Next stop . . . art
In 1989 Peter Brook, the theatre director, staged a nine-hour epic, The Mahabharata, in a disused industrial shed in Glasgow. It was a revolutionary event from which sprang new ideas about theatre production, a new confidence in the cultural regeneration of Glasgow, and a new life for the building as a venue for innovative theatre.
The industrial shed which offered the space for the great Indian epic was the Tramway, built in the 1890s as a depot for horsedrawn trams. It had had many lives - including as Coplawhill Car Works and the Glasgow Transport Museum - but since Peter Brook its huge industrial interiors have accommodated the avant-garde: for instance, the theatre of Robert Lepage and Silviu Purcarete and, in the visual arts, works by David Mach and Christian Boltanski.

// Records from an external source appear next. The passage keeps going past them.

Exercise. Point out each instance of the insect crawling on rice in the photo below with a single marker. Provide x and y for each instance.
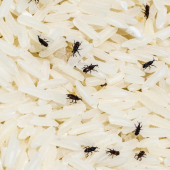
(112, 152)
(76, 48)
(89, 149)
(103, 85)
(43, 42)
(73, 97)
(148, 64)
(36, 1)
(139, 155)
(138, 129)
(89, 68)
(146, 11)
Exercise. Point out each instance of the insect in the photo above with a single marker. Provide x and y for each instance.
(90, 150)
(76, 48)
(43, 42)
(138, 129)
(146, 11)
(36, 1)
(112, 152)
(73, 97)
(102, 85)
(87, 68)
(148, 64)
(139, 155)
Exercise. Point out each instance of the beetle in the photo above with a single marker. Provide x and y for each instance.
(36, 1)
(138, 129)
(146, 10)
(112, 152)
(140, 155)
(102, 85)
(148, 64)
(89, 68)
(76, 48)
(43, 42)
(73, 97)
(89, 149)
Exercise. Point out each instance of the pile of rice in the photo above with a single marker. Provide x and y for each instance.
(40, 129)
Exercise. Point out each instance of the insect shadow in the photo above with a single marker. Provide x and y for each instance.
(73, 97)
(89, 68)
(149, 64)
(112, 152)
(36, 1)
(146, 11)
(140, 155)
(43, 42)
(89, 150)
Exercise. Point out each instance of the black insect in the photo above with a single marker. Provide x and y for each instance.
(148, 64)
(76, 48)
(146, 10)
(138, 129)
(43, 42)
(139, 155)
(102, 85)
(87, 68)
(73, 97)
(112, 152)
(90, 150)
(36, 1)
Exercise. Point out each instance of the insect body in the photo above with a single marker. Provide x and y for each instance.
(76, 48)
(112, 152)
(103, 85)
(73, 97)
(138, 129)
(36, 1)
(146, 11)
(90, 150)
(89, 68)
(43, 42)
(148, 64)
(139, 155)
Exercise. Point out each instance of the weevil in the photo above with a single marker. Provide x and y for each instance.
(76, 48)
(148, 64)
(73, 97)
(89, 68)
(103, 85)
(146, 10)
(140, 155)
(138, 129)
(89, 149)
(112, 152)
(43, 42)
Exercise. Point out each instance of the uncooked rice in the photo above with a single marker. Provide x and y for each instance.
(40, 128)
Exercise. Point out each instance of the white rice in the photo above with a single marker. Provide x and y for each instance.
(40, 128)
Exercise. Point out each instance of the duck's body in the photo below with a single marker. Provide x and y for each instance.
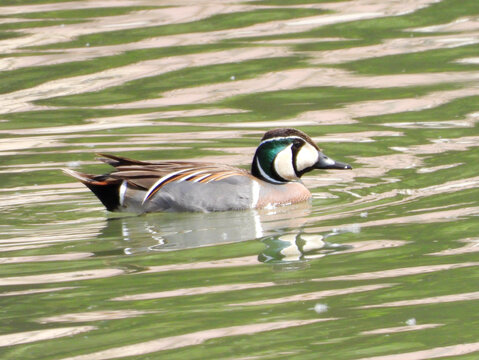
(282, 157)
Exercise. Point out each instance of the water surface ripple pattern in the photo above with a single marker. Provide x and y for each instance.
(383, 264)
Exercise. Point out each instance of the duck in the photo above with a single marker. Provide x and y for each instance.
(282, 157)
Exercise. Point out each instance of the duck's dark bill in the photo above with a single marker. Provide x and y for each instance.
(325, 162)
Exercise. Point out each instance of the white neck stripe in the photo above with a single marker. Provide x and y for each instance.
(281, 137)
(266, 176)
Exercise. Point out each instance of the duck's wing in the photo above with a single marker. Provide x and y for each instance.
(149, 177)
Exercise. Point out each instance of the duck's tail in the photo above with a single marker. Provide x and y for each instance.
(106, 189)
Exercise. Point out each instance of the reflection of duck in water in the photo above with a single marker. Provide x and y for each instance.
(281, 158)
(190, 230)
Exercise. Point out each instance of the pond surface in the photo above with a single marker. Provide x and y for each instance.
(382, 264)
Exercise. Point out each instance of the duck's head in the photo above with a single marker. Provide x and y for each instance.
(284, 155)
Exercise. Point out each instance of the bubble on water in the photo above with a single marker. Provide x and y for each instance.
(411, 322)
(71, 164)
(320, 308)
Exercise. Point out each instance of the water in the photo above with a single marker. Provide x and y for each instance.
(381, 265)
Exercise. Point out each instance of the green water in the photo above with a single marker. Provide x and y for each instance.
(381, 265)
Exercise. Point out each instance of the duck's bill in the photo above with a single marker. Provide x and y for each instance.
(325, 162)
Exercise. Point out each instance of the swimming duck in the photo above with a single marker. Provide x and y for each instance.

The modest street frontage of the Tramway, a series of blank classical stone arches, reveals little of the cavernous space inside or the rigid structural order which supports it. The building is divided by a series of cast iron columns into fifteen structural bays, 60m long by 8m wide. Each bay is covered with a pitched roof, glazed at the ridge. The south wall is of brick with a saw-toothed trim formed by the gables of the roofs. It overlooks an open space which was once the machinery yard, bounded by derelict sheds and high brick walls.
Trams ran on their tracks into two huge halls where they were maintained and assembled. In one hall Peter Brook built massive rough walls to stage his Mahabharata; they still stand as a permanent backdrop to the space which for the last 10 years has been used for performances. The horses which drew the trams were housed on the first floor which were reached by two wide concrete ramps and a covered walkway which ran along the south facade to 15 30 x 8m stables which opened off it.
Three years ago the cultural and leisure services of Glasgow City Council appointed Zoo Architects, after a limited competition, to create better facilities and to develop the building in new ways, especially focusing on the long-term vision of how the whole complex might develop. Scottish Arts Council Lottery, City of Glasgow and Scottish Enterprise funding made this possible. To Peter Richardson of Zoo Architects, the essential factor was the retention of the industrial character of Tramway which he describes as 'generous, simple, spartan, industrial, linear and orthogonal, invoking a powerful sense of place.' His concept is a collage of old and new, integrating both 'so that the edges are blurred'.
A new internal street, an 'arts promenade' now cuts through the centre of the building and gives access to the new performance, exhibition and workshop spaces along the way. It runs from a spacious new entrance cut in the north wall, opens out to foyer and booking office, stairs and balcony spaces, and reaches the south wall where it opens out to become a spacious bar and cafe with views through a massive glazed sliding door to a newly landscaped courtyard.
The main theatre, known as Tramway 1, opens off the promenade on the east and the 24 x 50m exhibition gallery, Tramway 2, on the west. Derelict workshops have been transformed into a studio theatre, extensive new workshops and dressing rooms. 'The development will reveal previously inaccessible and hidden places to create places for people to explore, pause, observe, participate and promenade, ' explains Richardson. Lifts give disabled access to all levels.
The promenade also gives access to seven of the long-neglected stables, which have now been restored to become spacious top-lit rooms for music, dance, drama, rehearsals and offices. One of the ramps which the horses used has now been adapted; it leads to the walkway which has been enclosed within a rear extension to give access to the former stables. The new extension is an assymetrical arrangement around the large door which connects the inside space to the garden and gives views to it.
As far as possible Zoo Architects has kept the main building as it was found -the tram tracks still run into the theatre as a reminder of its former use. Materials have been re-used - a staircase is clad with timber boarding taken from the stable floors. The pitched slate roofs were too dilapidated to repair and have been replaced with mill finish aluminium sheet. Some slates have been salvaged to clad the walls of the rear extension and those past repair have been assembled into hard landscaping for the courtyard.
The structure has been retained; except in Tramway 1 where a new beam has been delicately inserted to allow columns to be removed and to give an unrestricted view to the audience.